Gia’ e’ difficile essere azionisti
ed “agire come se l’azienda fosse propria”,
come si legge in tutta quella letteratura
dove si illudono i semplici che anche loro
possono “fare come Warren Buffett”.
Molto piu’ difficile e’ essere azionisti
di maggioranza (o di controllo, o comunque deputati
alla gestione) e rinunciare ai privilegi che la gestione
comporta, incluso la scelta degli stipendi e dei fringe
da attribuirsi, oppure di sovra indebitare l’azienda per
perseguire politiche di espansione donchisciottesche.
Opportunita’ per praticare l’arte dell’imprenditore-azionista
ve ne sono certamente negli Stati Uniti, anche se meno di
qualche anno fa: anche la’ sono molto lesti ad emulare i
cattivi esempi che copiosamente gli provengono dall’alto.

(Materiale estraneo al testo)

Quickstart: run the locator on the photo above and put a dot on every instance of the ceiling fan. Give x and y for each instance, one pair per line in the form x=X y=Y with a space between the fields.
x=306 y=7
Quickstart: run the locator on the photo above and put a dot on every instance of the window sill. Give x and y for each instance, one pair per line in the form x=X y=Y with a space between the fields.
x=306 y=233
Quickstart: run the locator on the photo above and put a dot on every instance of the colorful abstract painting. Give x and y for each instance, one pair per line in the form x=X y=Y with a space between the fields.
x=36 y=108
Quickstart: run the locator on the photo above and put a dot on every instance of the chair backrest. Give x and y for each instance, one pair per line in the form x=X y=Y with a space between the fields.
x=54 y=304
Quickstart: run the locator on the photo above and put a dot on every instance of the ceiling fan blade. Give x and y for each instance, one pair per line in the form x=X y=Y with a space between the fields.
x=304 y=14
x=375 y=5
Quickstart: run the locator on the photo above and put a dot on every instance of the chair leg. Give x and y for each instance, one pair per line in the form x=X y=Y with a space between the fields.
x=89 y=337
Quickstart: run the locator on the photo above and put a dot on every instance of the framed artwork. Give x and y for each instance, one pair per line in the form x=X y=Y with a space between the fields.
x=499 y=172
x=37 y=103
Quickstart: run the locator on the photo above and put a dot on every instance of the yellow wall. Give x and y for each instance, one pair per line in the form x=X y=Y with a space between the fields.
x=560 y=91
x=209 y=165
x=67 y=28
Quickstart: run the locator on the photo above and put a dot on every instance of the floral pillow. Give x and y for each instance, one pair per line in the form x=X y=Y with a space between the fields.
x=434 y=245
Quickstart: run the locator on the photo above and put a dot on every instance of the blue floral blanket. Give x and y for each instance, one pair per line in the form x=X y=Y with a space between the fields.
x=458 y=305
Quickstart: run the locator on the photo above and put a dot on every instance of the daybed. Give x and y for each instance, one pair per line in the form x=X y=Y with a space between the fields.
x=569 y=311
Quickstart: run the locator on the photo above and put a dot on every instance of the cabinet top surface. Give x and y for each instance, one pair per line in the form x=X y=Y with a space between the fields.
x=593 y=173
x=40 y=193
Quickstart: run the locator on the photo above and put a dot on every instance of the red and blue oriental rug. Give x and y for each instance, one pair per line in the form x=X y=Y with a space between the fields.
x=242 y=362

Ve ne sono meno in Italia e non solo per le minori
dimensioni del mercato. Un caso come Italdesign,
ritirata dalla Borsa perche’ andava troppo bene,
ed infatti dopo poco rivenduta alla Volkswagen
ad un prezzo 3 volte maggiore (ufficiale, ufficioso chissa’),
negli Stati Uniti difficilmente sarebbe stato possibile.
Imprenditori per procura
-Giacomo Ruzza
La tua mail sugli imprenditori mi ha fatto
pensare, come dicono gli americani:
“story of my life”, da tanto bravo sei
stato a spiegare perché i piccoli imprenditori
se vogliono diversificare il loro rischio personale
devono investire in Borsa in aziende
quotate, e nel frattempo continuare a remare per far
crescere e prosperare la loro azienda,
come peraltro faccio da 15 anni.
Mi permetto simpaticamente di farti notare solo
una bazzecola: tutte le aziende quotate nelle Borse
del mondo sono nate come piccole aziende rette e
gestite da piccoli imprenditori.
Quindi e’ ovviamente grazie alla miriade di pesci
piccoli come me che si sono create le Borse mondiali,
che a loro volta permettono oggi a chiunque di diventare
“imprenditori per procura”.
-Carla’
Sono solo tre esempi, tra le oltre 350 email
arrivate e i molti post sul mio Blog. Ho capito
una cosa: c’e’ moltissima voglia di riflettere
sull’identita’, sul ruolo e sul futuro del piccolo
e medio imprenditore italiano.
Eccovi tre mie riflessioni che vengono dalla
lettura di tutti i vostri interventi:
1 E’ sempre piu’ difficile fare il piccolo
e il medio imprenditore in Italia, sebbene
sia dovuta proprio a questo genere di
imprenditori la fortuna e il benessere
dell’Italia di questi ultimi 60 anni;
2 Non e’ giusto e non ha senso economico,
ne’ sociale, che un bravo imprenditore
debba lottare per sopravvivere per cause
estranee alla sua perizia e competenza;
3 Il Simulmondo e’ una chiave sempre piu’
decisiva per lavorare e imprendere meglio
e con prospettiva futura e non solo day by day.
Infine:
Il compito (e l’etica) del bravo Imprenditore e’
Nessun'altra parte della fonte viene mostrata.